Defining novel mechanisms critical for colorectal tumourigenesis

The sequencing of cancer genomes has led to a paradigm shift in our understanding of how tumours form and spread. These projects have identified thousands of genetic alterations that broadly segregate into two groups, a small number of frequently mutated genes and a much larger number of infrequently mutated genes. The causative role of frequently mutated genes is often clear and are the focus of concerted therapeutic development efforts. The role of those infrequently mutated is often unclear and can be difficult to separate from ‘mutational noise’. Determining the relevance of low frequency mutations is important for providing a full understanding of processes driving tumourigenesis and if functionally relevant may have broader implications on the applicability of targeted therapies. The aim of this project is to determine whether infrequently mutated genes contribute to the colorectal tumourigenesis. Using a combination of CRISPR genetic disruption in state-of-the-art 3D mouse and human organoid cultures and advanced mouse models I will characterise the importance of the entire spectrum of mutations in CRC. This will open new avenues of research into the function of these genes and more broadly, has the potential to make a profound impact on how we think about tumourigenic mechanisms and cancer therapeutics.

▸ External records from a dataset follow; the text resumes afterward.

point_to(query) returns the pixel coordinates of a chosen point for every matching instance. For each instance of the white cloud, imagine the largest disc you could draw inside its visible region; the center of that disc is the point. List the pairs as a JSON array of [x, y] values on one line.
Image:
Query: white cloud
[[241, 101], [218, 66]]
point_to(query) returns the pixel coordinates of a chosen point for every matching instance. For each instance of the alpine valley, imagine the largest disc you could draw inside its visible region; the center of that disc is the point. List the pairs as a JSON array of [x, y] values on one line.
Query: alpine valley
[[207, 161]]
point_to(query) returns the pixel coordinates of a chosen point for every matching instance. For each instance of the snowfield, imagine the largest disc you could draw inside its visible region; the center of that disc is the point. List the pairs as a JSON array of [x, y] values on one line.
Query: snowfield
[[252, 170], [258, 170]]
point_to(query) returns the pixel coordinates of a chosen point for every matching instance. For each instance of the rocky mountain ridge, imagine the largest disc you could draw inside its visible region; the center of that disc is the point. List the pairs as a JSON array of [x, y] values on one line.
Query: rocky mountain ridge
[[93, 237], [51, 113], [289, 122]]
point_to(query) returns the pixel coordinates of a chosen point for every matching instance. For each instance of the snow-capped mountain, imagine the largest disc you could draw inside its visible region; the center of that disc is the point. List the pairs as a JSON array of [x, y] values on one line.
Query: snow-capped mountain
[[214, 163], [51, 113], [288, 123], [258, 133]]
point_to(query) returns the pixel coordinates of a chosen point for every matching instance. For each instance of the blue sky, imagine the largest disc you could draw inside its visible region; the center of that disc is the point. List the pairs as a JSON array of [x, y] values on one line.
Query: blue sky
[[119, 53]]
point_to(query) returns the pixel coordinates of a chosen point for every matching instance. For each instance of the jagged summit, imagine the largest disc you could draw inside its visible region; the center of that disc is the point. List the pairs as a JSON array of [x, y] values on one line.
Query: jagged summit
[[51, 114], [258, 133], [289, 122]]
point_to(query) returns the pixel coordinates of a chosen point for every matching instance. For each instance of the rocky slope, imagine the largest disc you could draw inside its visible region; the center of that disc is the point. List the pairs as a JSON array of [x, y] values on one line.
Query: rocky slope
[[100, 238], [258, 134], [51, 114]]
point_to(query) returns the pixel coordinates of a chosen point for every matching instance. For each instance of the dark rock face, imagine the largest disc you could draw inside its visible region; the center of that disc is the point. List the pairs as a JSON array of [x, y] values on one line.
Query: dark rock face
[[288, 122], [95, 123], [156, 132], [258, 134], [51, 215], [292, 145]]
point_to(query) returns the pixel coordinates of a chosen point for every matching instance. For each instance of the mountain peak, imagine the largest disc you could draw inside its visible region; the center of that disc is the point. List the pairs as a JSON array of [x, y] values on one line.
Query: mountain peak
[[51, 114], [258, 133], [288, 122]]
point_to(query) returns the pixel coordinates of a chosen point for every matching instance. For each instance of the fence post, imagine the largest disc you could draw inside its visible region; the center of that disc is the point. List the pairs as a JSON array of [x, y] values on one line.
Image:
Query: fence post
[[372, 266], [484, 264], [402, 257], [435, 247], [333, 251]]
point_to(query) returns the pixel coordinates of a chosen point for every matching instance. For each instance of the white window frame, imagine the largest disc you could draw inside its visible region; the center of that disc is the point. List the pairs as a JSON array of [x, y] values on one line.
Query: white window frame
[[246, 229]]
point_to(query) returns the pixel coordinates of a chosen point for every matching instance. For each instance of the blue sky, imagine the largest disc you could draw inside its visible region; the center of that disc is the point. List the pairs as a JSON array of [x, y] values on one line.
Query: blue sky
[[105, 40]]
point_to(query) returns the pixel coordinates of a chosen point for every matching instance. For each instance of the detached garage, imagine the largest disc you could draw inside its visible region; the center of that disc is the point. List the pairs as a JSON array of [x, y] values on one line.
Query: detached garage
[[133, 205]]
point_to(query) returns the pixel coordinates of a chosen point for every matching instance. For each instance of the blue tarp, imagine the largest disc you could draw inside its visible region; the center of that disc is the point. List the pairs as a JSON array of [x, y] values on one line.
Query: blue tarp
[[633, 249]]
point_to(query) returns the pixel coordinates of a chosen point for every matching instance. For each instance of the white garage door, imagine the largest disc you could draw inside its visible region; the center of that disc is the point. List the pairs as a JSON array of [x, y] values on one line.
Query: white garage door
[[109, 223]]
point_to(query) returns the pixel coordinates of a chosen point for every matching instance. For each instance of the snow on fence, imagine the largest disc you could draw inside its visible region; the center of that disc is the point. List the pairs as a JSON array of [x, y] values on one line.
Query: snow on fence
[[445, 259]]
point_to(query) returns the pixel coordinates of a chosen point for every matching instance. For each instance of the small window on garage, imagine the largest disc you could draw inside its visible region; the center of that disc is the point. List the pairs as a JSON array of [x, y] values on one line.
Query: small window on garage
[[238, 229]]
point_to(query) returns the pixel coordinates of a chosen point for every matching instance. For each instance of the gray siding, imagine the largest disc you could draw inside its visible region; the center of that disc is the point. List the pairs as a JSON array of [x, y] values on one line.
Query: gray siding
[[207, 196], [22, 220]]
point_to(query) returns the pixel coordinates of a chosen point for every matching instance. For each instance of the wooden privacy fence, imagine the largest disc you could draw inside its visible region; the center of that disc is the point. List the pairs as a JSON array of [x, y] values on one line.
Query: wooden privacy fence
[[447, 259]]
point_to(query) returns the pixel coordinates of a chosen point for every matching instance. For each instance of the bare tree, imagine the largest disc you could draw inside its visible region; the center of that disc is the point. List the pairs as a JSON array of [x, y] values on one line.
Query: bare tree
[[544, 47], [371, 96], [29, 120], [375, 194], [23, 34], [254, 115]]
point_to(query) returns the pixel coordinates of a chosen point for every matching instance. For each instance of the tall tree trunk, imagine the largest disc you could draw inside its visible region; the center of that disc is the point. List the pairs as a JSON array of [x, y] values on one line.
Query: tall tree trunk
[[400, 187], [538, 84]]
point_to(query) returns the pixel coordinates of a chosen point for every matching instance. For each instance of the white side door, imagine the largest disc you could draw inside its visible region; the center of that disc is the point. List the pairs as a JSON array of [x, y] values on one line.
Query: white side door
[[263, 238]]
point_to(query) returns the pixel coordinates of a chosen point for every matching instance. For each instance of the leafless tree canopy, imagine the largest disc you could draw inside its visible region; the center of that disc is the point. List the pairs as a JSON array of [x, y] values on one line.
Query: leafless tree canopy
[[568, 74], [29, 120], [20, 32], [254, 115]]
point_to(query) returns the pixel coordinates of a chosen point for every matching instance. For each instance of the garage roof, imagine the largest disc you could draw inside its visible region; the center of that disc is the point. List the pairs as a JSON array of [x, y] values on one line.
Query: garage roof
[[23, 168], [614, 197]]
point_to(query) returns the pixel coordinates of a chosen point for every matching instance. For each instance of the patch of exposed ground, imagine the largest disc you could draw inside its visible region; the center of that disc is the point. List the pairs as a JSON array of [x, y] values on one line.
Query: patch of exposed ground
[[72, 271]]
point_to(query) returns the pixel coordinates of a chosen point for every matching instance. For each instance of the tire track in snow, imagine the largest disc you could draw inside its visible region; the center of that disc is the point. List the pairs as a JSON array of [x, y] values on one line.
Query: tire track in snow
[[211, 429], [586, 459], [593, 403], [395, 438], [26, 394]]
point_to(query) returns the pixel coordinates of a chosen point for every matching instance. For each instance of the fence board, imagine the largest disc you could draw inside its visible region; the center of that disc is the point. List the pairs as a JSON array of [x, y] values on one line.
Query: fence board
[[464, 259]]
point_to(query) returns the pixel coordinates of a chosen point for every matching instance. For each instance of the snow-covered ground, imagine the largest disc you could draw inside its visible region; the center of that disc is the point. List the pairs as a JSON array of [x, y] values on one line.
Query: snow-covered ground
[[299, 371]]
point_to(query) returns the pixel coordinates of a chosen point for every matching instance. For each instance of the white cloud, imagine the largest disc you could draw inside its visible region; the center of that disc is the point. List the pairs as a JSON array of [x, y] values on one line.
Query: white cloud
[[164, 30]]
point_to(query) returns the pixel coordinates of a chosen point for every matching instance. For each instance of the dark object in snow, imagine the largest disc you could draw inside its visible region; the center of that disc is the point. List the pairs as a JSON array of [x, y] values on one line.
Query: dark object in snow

We have developed and utilised a new method for identifying genes that when mutated drive colorectal tumourigenisis. This has led us to identify numerous new cancer driver genes several of which we have investigated in more detail. These genes are mutated at low frequency in colorectal cancer suggesting that infrequently mutated genes can contribute to tumour development. The function of these genes is interesting. One of them appears to function in a similar way to other, well known cancer driver genes and is therefore likely to represent an alternative pathway for tumour initiation via this route. Another has a much different function. When mutated it leads to a reprogramming of adult intestinal tissue to a state reminiscent of the developing, fetal intestine. This reprogramming is also observed during intestinal regeneration suggesting that mutations in this gene drive cancer initiation via a different path, with similarities to tissue regeneration. A third, controls a process called cell plasticity, and, when mutated, leads to cancer progression. Together, the main results of our project support our original hypothesis that infrequently mutated genes contribute to cancer. In addition to this, by investigating in more detail, the function of these genes we are gaining a better understanding of the different ways tumours can form and spread. We believe that these findings will have important implications on our understanding of cancer driving mutations.

We have also begun developing a beyond the state of the art method for inducing genetic mutations in adult mouse colon using gene editing technologies. The purpose of this technique is to enable rapid validation of potential tumour driving mutations in an animal model. Now that we have identified a number of new cancer driving mutations we are well placed to develop this technology to test them. If successful, this will provide an extremely useful tool for the field to use for identifying cancer driver genes. We expect this technique to be in place in the next year.

In addition to this, due to the progress made during our project, we expect to be able to investigate the function of a number of additional novel cancer driver genes, thus increasing our understanding of tumour driving mechanisms. We think the results of this project will inform future work to determine the implications our findings have on anti cancer therapy resistance mechanisms.